Defining an Alpha Signal

Finance · Medium · Free problem

You observe daily close-to-close returns $r_i(t)$ for assets $i \in \{1, \ldots, m\}$ at times $t \in \mathbb{Z}$. Define what you mean by an "alpha" signal $s_i(t)$ intended to predict future returns.

Your definition must be precise and complete. Specifically, address all three of the following:

Prediction horizon: Over what future window does $s_i(t)$ predict? How do you aggregate returns over that window?
Portfolio construction rule: How do you translate signal values $s_i(t)$ into portfolio weights $w_i(t)$? What constraints do you impose?
Excess/benchmark return: What does "predicting returns" mean -- raw returns, market-adjusted, factor-adjusted? How do you measure whether $s_i(t)$ is actually working?

Hints

An alpha signal definition is incomplete unless it specifies what return it is predicting -- raw or benchmark-adjusted, over what horizon.
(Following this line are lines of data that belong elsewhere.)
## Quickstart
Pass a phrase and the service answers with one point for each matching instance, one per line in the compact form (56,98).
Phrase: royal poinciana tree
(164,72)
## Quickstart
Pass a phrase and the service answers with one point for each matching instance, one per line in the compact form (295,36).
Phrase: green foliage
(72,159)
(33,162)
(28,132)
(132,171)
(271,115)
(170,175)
Start there.
The standard formalism is a cross-sectional regression of $h$-day excess returns on the signal at each time $t$: $\tilde{R}_i(t,h) = \alpha + \gamma s_i(t) + \varepsilon_i(t)$. Alpha exists if $\hat{\gamma}$ is consistently positive.
For the portfolio rule, normalize the signal cross-sectionally to zero mean and unit variance, then set weights proportional to the normalized signal -- this ensures dollar neutrality and makes the IC a natural performance measure.

Worked Solution

How to Think About It: The word "alpha" gets used loosely in practice -- a discretionary PM means something different from a stat arb quant. The question is asking you to nail down the formal definition so that you could actually test whether a signal has alpha. That requires pinning down three things before you write a single regression: what you are predicting (the target return, including horizon and benchmark), how the signal maps to positions, and how you evaluate predictive power. If you leave any of these vague, your backtest is not well-defined. This is a design question, not a computation -- the right answer is a clean, testable definition.

Key Insight: Alpha is not a property of a signal alone -- it is a property of a (signal, target, portfolio rule) triple. Two traders can use the same raw signal and reach opposite conclusions about whether it has alpha, simply because they defined the prediction target differently.

The Method:

1. Fix the prediction horizon $h$. Define the $h$-day forward return for asset $i$ at time $t$: $R_i(t, h) = \sum_{\tau=1}^{h} r_i(t + \tau)$ or equivalently in log-return form $R_i(t,h) = \log(P_i(t+h)/P_i(t))$. For daily signals, $h = 1$ is common in high-frequency stat arb; $h = 5$ or $h = 21$ are typical for medium-frequency strategies. The choice of $h$ defines the signal's "shelf life" and determines turnover.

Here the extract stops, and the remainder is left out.